A pluggable algorithm to choose next EventLoop in Netty
Jakob Buchgraber worked with mentor Norman Maurer (@normanmaurer) to add pluggable algorithm support to Netty’s event loop (see pull request). At the start of the summer when a new EventLoop was needed to register a Channel, EventLoopGroup implementations used a round-robin like algorithm to choose the next EventLoop. This was challenging because different events may become more busy than others over time, hence the need for Jakob’s project to support pluggable algorithms to increase performance.
Various compression codecs for Netty
Idel Pivnitskiy (@pivnitskiy) worked with mentor Trustin Lee (@trustin) to add multiple compression codes (LZ4, FastLZ and BZip2) to the Netty project. Compression codecs will allow cutting traffic and creating applications, which are able to transfer large amounts of data even more effectively and quickly.
Android Support For Pants
Mateo Rodriguez (@mateornaut) added Android support to the Pants build system (see commits) so Pants can build Android applications (APKs) on top of the many other languages and tools it supports.

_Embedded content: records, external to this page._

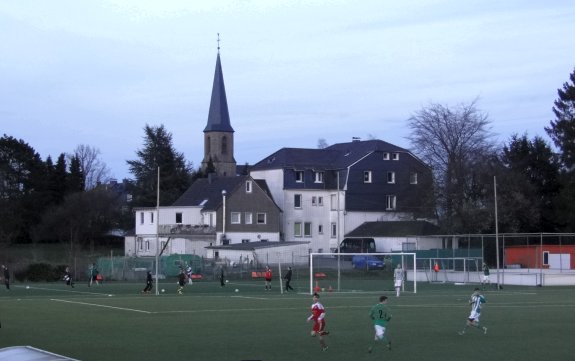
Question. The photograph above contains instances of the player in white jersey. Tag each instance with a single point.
(476, 300)
(398, 279)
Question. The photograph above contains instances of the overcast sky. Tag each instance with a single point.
(96, 72)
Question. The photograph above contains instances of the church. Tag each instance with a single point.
(293, 201)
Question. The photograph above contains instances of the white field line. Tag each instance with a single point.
(66, 290)
(103, 306)
(252, 298)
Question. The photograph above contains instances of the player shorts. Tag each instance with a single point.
(318, 326)
(379, 331)
(474, 316)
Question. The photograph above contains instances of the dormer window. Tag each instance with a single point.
(367, 176)
(299, 176)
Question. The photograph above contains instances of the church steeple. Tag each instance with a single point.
(219, 134)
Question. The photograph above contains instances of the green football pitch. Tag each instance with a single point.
(115, 321)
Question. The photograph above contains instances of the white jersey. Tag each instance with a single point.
(398, 274)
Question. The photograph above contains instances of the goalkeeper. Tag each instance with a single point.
(380, 315)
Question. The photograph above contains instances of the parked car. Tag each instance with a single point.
(367, 262)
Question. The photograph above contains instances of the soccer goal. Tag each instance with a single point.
(361, 272)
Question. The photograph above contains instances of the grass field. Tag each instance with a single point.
(116, 322)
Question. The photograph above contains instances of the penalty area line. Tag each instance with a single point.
(103, 306)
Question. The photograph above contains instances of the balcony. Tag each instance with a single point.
(186, 229)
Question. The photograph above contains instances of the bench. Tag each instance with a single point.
(258, 274)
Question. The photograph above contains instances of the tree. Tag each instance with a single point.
(21, 200)
(530, 185)
(81, 219)
(95, 171)
(454, 142)
(562, 129)
(76, 180)
(175, 172)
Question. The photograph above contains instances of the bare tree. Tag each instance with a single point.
(95, 171)
(452, 141)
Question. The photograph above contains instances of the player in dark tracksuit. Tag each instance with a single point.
(149, 283)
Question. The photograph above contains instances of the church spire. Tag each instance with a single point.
(218, 116)
(219, 134)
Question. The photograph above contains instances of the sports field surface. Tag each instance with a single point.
(115, 321)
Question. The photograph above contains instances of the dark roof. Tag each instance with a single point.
(334, 157)
(218, 116)
(208, 190)
(252, 246)
(394, 229)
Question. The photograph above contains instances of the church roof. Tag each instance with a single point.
(218, 116)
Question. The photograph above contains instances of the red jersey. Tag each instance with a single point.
(317, 312)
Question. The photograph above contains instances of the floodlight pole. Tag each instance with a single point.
(157, 230)
(496, 229)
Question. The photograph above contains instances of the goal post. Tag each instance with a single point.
(361, 272)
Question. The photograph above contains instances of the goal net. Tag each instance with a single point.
(361, 272)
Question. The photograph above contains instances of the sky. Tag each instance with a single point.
(97, 72)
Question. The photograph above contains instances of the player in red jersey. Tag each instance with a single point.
(268, 277)
(318, 318)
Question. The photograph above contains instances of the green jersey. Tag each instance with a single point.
(380, 314)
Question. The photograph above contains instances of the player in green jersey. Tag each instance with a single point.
(380, 315)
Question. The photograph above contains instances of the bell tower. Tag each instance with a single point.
(219, 134)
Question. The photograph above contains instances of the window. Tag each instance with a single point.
(367, 176)
(299, 176)
(390, 202)
(297, 229)
(224, 145)
(235, 218)
(297, 200)
(333, 201)
(307, 229)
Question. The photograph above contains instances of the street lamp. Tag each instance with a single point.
(224, 215)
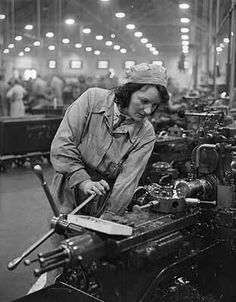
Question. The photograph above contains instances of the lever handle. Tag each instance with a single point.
(14, 263)
(39, 173)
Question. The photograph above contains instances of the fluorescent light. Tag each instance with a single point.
(123, 50)
(65, 41)
(144, 40)
(185, 37)
(116, 47)
(138, 34)
(184, 30)
(78, 45)
(185, 42)
(49, 34)
(130, 26)
(99, 37)
(18, 38)
(184, 5)
(69, 21)
(27, 49)
(109, 43)
(29, 26)
(51, 47)
(88, 48)
(86, 30)
(120, 15)
(184, 20)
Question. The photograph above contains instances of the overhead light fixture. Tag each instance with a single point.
(99, 37)
(184, 30)
(86, 30)
(219, 49)
(29, 27)
(78, 45)
(49, 34)
(51, 47)
(65, 41)
(130, 26)
(185, 37)
(70, 21)
(88, 48)
(184, 20)
(144, 40)
(18, 38)
(138, 34)
(27, 49)
(185, 42)
(120, 15)
(109, 43)
(184, 5)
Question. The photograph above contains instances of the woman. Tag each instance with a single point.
(104, 142)
(16, 95)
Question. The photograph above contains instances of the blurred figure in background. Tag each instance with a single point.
(15, 96)
(40, 97)
(58, 84)
(3, 97)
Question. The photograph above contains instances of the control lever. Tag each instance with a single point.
(39, 173)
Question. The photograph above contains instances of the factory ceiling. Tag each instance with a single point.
(157, 20)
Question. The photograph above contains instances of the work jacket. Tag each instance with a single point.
(85, 147)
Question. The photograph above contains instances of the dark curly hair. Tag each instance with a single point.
(124, 92)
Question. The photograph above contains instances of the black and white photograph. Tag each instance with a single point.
(118, 150)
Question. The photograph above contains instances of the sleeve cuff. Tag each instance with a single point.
(78, 177)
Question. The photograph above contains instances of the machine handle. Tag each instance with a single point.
(39, 173)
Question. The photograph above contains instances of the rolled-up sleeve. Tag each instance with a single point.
(128, 179)
(65, 156)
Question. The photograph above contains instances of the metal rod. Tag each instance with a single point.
(83, 204)
(14, 263)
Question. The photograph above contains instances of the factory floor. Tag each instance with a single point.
(23, 220)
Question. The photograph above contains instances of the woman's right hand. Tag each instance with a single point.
(94, 187)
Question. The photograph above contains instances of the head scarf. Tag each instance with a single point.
(145, 73)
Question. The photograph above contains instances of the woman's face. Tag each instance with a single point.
(143, 102)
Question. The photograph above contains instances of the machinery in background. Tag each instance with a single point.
(173, 228)
(26, 138)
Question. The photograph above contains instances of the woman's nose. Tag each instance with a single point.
(148, 109)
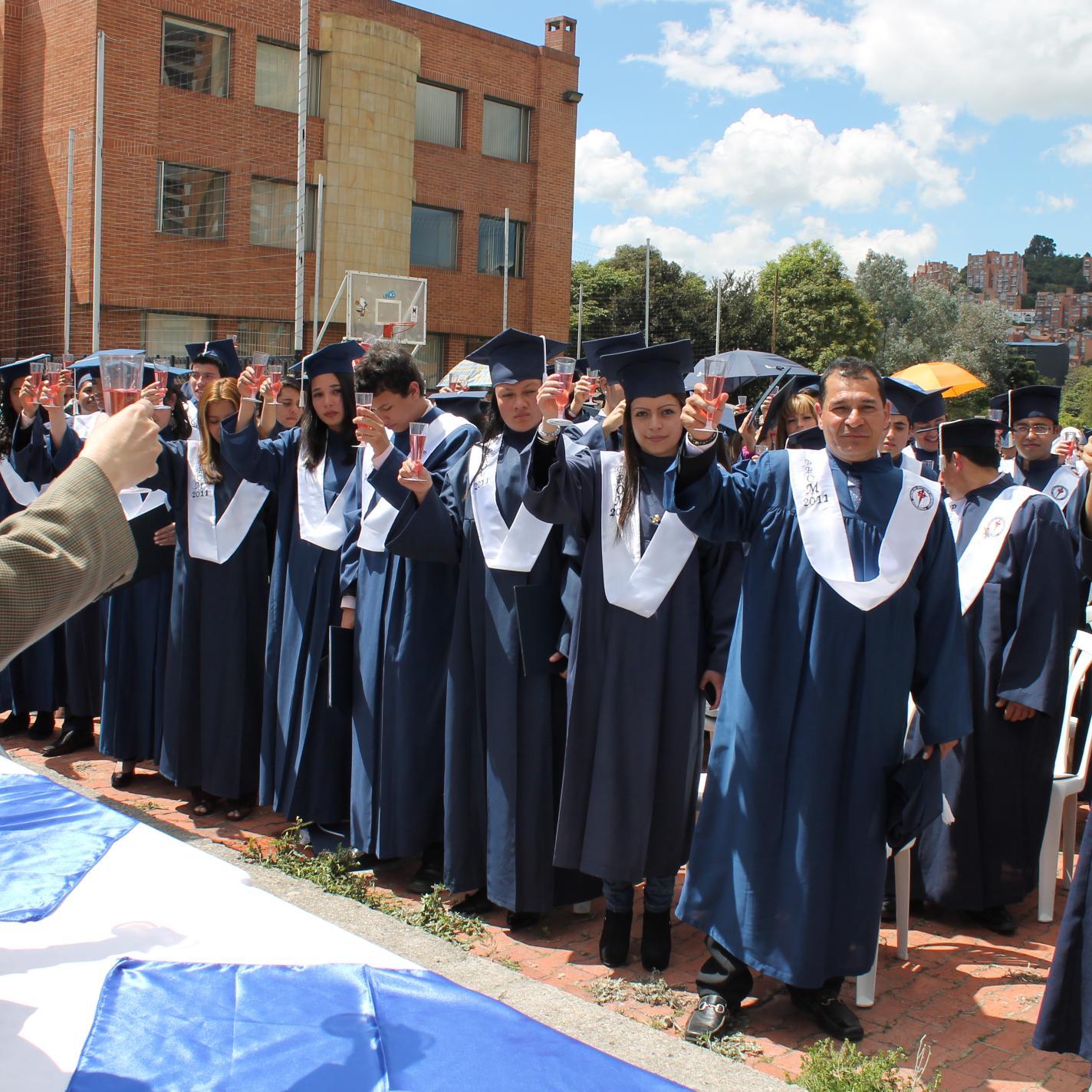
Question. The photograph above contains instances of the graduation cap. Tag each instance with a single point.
(334, 360)
(794, 386)
(904, 398)
(969, 433)
(513, 356)
(223, 352)
(600, 347)
(930, 407)
(1038, 401)
(651, 371)
(807, 439)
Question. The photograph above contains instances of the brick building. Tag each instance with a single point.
(997, 276)
(424, 129)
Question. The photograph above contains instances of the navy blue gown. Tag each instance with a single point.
(505, 729)
(788, 857)
(305, 741)
(212, 718)
(1018, 633)
(635, 746)
(404, 617)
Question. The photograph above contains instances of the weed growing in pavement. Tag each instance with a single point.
(844, 1068)
(334, 873)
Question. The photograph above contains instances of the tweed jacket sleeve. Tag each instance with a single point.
(64, 551)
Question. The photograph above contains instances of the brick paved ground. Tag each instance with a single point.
(973, 998)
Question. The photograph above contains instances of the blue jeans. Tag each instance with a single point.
(659, 893)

A pure ZooKeeper client for Finagle
Pierre-Antoine Ganaye (@pa-ganaye) was mentored by Evan Meagher (@evanm) to add a pure Apache ZooKeeper client to Finagle to improve performance (see project).
An SMTP client for Finagle
Lera Dymbitska (@suncelesta) worked with mentors Selvin George (@selvin) and Travis Brown (@travisbrown) to add SMTP protocol support to Finagle to improve performance (see pull request). Finagle strives to provide fully asynchronous protocol support so baking in SMTP support was required versus using third party libraries such as javamail and commons-email which are synchronous by design.
Analyze Wikipedia using Cassovary
Szymon Matejczyk (@szymonmatejczyk) worked with mentors Pankaj Gupta (@pankaj) and Ajeet Grewal (@ajeet) to enable Cassovary to analyze Wikipedia data. The result of this work improved the performance of Cassovary when dealing with large graphs. See the commits associated with the project to see how it was done.
We really enjoyed the opportunity to take part in GSoC again this year. Thanks again to our seven students, mentors and Google for the program. We hope to participate again next summer.
Chris Aniszczyk, Organization Administrator, Twitter